Le Musée de Bank Al-Maghrib abrite jusqu’au 30 juin 2021 une rétrospective des œuvres de l’artiste Abbès Saladi, laquelle rassemble des collections rarissimes. Une exposition qui incarne les idées grandioses qui ont guidé la main de Saladi, un artiste touché par les grands spectacles de l’histoire et les hautes conceptions de la philosophie.
Abbès Saladi, Les quatres gisants de Marrakech, 1984, Encre et aquarelle sur papier, 50 x 36 cm, Collection particulière
Les œuvres de Saladi s’éloignent de la réalité et de ses sédiments et reflète les dilemmes, troubles, fissures du Maroc des années quatre-vingt. Elles dressent les contours d’un monde imaginaire insoupçonné. Des visages innocents dans un monde ancien, oublié. La métaphysique du Ciel et de l’Enfer est un acte ontologique fondateur pour l’artiste marocain. À une époque où l’art marocain était imprégné de concepts d’identité, d’héritage, d’ombre, de lumière et de littéralisme, Abbès Saladi est attaché à ses propres références artistiques dont il puise ses pensées, Des mondes enchanteurs, il en restitue certains dans ses tableaux, mais d’une manière qui les rend miraculeux. La plupart des artistes plasticiens marocains se sont appuyés sur des concepts philosophiques et patrimoniaux, des contextes historiques, des visions utopiques ou des enjeux politiques et sociaux, à l’exception d’Abbès Saladi, qui a raconté ses cauchemars et ses rêves avortés au seuil de l’existence.
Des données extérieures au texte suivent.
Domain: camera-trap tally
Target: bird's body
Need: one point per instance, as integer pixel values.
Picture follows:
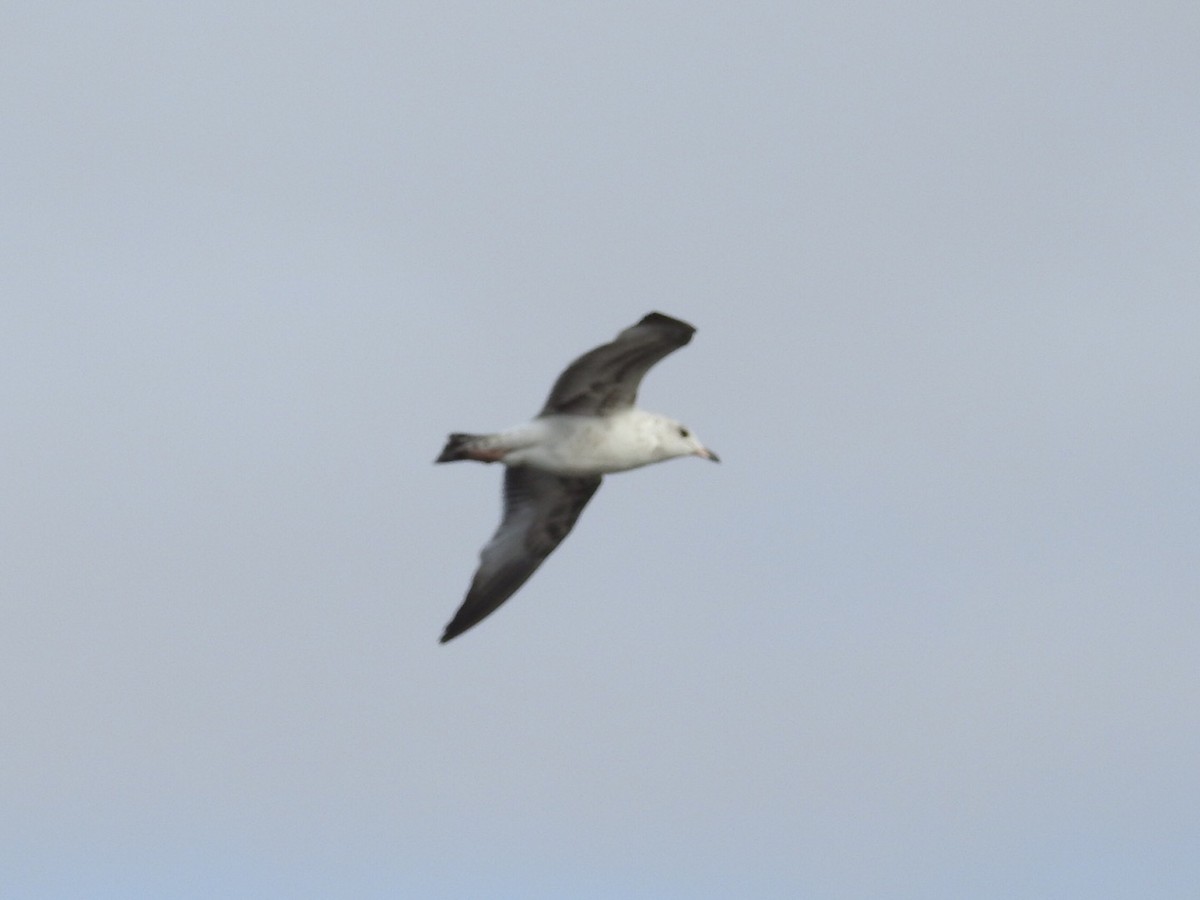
(588, 427)
(581, 444)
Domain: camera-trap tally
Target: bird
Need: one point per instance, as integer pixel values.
(588, 427)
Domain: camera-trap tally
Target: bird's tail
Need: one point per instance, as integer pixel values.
(457, 448)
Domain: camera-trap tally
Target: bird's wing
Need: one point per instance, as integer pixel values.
(540, 509)
(606, 378)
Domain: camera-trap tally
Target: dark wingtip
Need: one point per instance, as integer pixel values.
(455, 448)
(661, 319)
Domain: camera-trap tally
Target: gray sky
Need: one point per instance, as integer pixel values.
(929, 631)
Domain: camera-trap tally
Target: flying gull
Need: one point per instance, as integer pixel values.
(589, 427)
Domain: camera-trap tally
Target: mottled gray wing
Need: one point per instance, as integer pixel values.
(539, 510)
(606, 378)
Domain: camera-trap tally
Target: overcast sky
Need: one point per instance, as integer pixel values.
(929, 631)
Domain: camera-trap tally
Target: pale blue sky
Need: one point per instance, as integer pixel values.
(929, 631)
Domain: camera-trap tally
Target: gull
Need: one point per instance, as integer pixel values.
(588, 427)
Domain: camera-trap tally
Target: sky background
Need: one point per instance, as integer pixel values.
(930, 630)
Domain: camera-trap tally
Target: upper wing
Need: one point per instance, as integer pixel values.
(606, 378)
(539, 510)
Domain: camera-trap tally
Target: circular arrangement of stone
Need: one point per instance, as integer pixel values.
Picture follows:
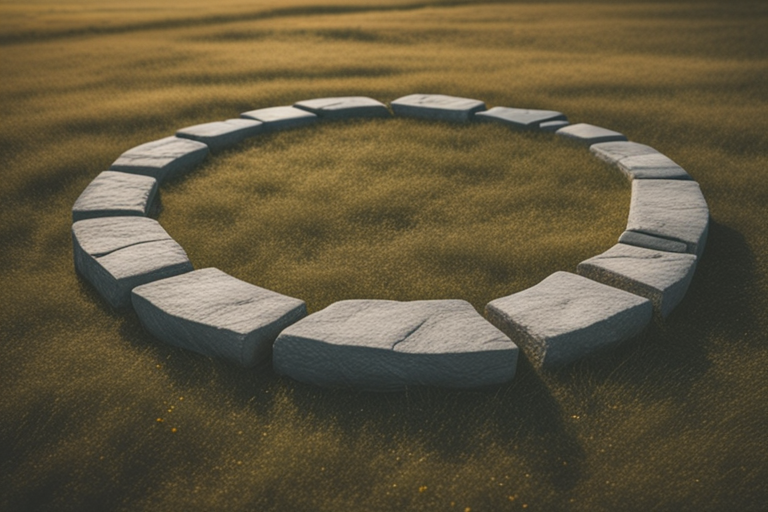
(381, 344)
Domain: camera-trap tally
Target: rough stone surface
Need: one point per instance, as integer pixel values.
(221, 135)
(567, 317)
(162, 159)
(113, 194)
(388, 345)
(589, 134)
(522, 119)
(671, 209)
(437, 106)
(215, 314)
(345, 107)
(662, 277)
(281, 118)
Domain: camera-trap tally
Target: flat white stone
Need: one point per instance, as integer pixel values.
(221, 135)
(215, 314)
(662, 277)
(437, 106)
(281, 118)
(113, 194)
(162, 159)
(388, 345)
(672, 209)
(567, 317)
(520, 118)
(344, 107)
(589, 134)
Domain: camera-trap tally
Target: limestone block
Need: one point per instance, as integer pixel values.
(387, 345)
(221, 135)
(662, 277)
(437, 107)
(567, 317)
(215, 314)
(162, 159)
(113, 194)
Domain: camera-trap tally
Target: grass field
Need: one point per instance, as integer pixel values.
(95, 414)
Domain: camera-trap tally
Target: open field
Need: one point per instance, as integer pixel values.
(97, 415)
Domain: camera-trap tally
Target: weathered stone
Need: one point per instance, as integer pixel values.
(113, 194)
(520, 118)
(281, 118)
(162, 159)
(662, 277)
(388, 345)
(589, 134)
(437, 106)
(221, 135)
(215, 314)
(672, 209)
(567, 317)
(345, 107)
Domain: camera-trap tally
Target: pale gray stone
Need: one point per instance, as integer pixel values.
(281, 118)
(215, 314)
(672, 209)
(113, 194)
(437, 106)
(387, 345)
(567, 317)
(344, 107)
(221, 135)
(162, 159)
(662, 277)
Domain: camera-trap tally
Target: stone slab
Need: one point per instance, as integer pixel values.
(567, 317)
(344, 107)
(215, 314)
(386, 345)
(281, 118)
(437, 107)
(163, 159)
(671, 209)
(221, 135)
(113, 194)
(662, 277)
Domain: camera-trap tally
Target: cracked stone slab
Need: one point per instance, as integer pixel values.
(116, 254)
(671, 209)
(662, 277)
(388, 345)
(162, 159)
(281, 118)
(567, 317)
(437, 107)
(113, 194)
(344, 107)
(215, 314)
(520, 118)
(221, 135)
(589, 134)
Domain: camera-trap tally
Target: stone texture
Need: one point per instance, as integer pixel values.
(162, 159)
(662, 277)
(215, 314)
(567, 317)
(113, 194)
(519, 118)
(589, 134)
(116, 254)
(437, 107)
(344, 107)
(222, 135)
(671, 209)
(388, 345)
(281, 118)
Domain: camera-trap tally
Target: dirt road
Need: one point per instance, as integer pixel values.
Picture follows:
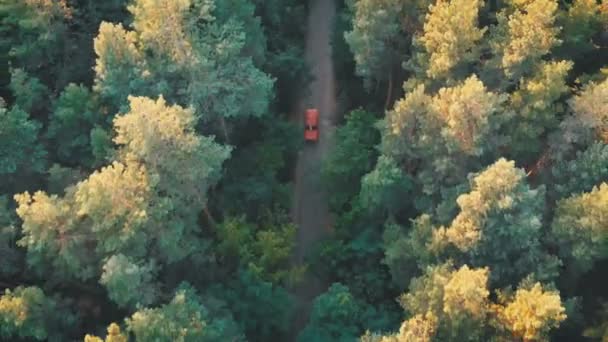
(310, 208)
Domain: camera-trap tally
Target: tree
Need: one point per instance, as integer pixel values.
(581, 174)
(537, 108)
(379, 36)
(590, 108)
(145, 205)
(499, 226)
(35, 31)
(263, 309)
(351, 158)
(73, 118)
(187, 53)
(453, 304)
(114, 335)
(451, 36)
(129, 284)
(580, 226)
(29, 93)
(532, 313)
(264, 250)
(437, 140)
(27, 312)
(118, 67)
(106, 213)
(582, 22)
(525, 32)
(10, 256)
(20, 150)
(183, 319)
(336, 316)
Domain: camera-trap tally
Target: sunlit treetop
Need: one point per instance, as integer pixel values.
(591, 108)
(525, 33)
(160, 26)
(114, 335)
(491, 189)
(580, 227)
(451, 35)
(533, 313)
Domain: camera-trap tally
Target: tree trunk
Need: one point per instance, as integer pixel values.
(225, 130)
(389, 91)
(209, 217)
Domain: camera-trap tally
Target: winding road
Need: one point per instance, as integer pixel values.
(310, 209)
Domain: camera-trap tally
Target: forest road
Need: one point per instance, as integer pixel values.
(310, 210)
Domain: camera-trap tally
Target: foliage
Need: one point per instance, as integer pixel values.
(125, 207)
(114, 335)
(532, 313)
(336, 316)
(351, 158)
(263, 310)
(27, 312)
(185, 318)
(377, 38)
(526, 31)
(499, 225)
(580, 226)
(457, 300)
(451, 36)
(581, 174)
(128, 283)
(264, 250)
(20, 150)
(70, 125)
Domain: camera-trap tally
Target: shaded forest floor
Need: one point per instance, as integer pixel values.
(310, 209)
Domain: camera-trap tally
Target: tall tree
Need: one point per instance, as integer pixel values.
(499, 226)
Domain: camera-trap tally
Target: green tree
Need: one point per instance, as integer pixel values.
(114, 335)
(183, 319)
(379, 36)
(147, 204)
(29, 93)
(20, 150)
(263, 310)
(27, 312)
(34, 33)
(188, 53)
(351, 158)
(336, 316)
(10, 256)
(499, 226)
(581, 174)
(73, 118)
(580, 227)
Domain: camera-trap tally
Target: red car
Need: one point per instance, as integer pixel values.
(311, 131)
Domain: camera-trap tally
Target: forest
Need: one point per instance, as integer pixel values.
(148, 171)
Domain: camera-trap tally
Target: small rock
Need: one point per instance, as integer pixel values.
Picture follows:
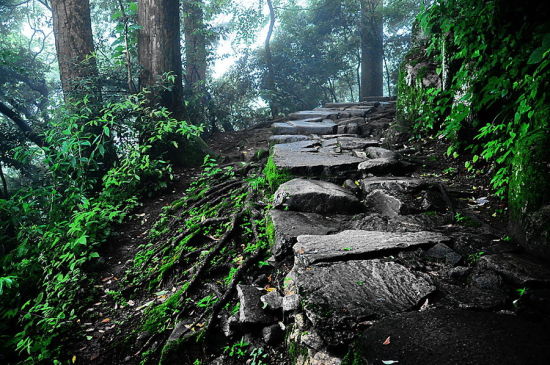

Abbès Saladi, Sans titre, 1982, Encre et aquarelle sur papier, 45 x 37 cm, Collection particulière
Au sein de la grande exposition rétrospective, organisée par le «Musée de la Banque centrale du Maghreb» à Rabat jusqu’à fin juin, le public trouve des œuvres orphelines et rares, des enregistrements et des photos de l’artiste plasticien Abbès Saladi. Cette manifestation culturelle est une aubaine pour le spectateur, critique, chercheur et excavateur de l’expérience de Saladi n’ayant guère trouvé d’informations sur certaines peintures de cet artiste ou leurs titres originaux.
Abbès Saladi appartient à ce qui s’appelle dans la littérature historique le «phénomène artistique» qui envahit généralement l’art contemporain avec ses destins, ses normes, ses conditions, sa pensée et ses visions, sans s’appuyer sur les enseignements / connaissances académiques officiels, qui peuvent être dictés par certaines écoles, courants ou théories. L’art, dans le cas de Saladi, n’est pas un choix esthétique, mais plutôt un destin ontologique qui le soutient face à la maladie par la couleur, qui est un moyen de libération des mythologies de la réalité. Le vernissage organisé divise l’expérience de Saladi en plusieurs temporalités, caractérisées par des transformations esthétiques.
L’éclatante percée du Cadeau dans certaines ventes aux enchères internationales a donné à cette toile magique aux gaies couleurs une renommée internationale. Une peinture innocente et familiale restituant des rituels du mariage marocain avec des personnages exotiques. Ce tableau a été un événement majeur de la scène artistique arabe où Abbas Saladi démontre une incroyable imagination.
Les œuvres de cette exposition se distinguent par leur diversité, avec des influences artistiques qui proviennent principalement du patrimoine visuel populaire, des histoires et des contes folkloriques liés aux quartiers de Marrakech et à la réalité marocaine. Saladi présente le monde dans lequel il vit comme une réalité tangible qui diffère de l’étrange réalité commune. L’exotisme se mêle au fantasme, le matériel au spirituel et le réel à l’historique.
Savoir que l’œuvre où l’on a mis de son temps, de sa force et de sa pensée, de sa vie, en un mot, n’est pas une création ludique au spéculateur qui l’a achetée, mais a aussi pénétré les âmes assez pour que, trente ans plus tard, le public en ait emporté un souvenir et un réconfort ; sentir que la figure qu’on a créée n’est pas restée un objet inerte, mais a passé dans la vie même de la partie la plus humble de la nation ; — voilà qui valait toutes les gloires du monde pour Saladi, lequel a consciencieusement mis ses croyances à l’épreuve du doute. Il a regardé vers la négation de toutes ses certitudes, de toutes ses espérances et de toutes ses tendresses. Saladi a travaillé avec plus de force et avec le sourire de ceux très rares qui ont voulu voir de près d’autres mondes.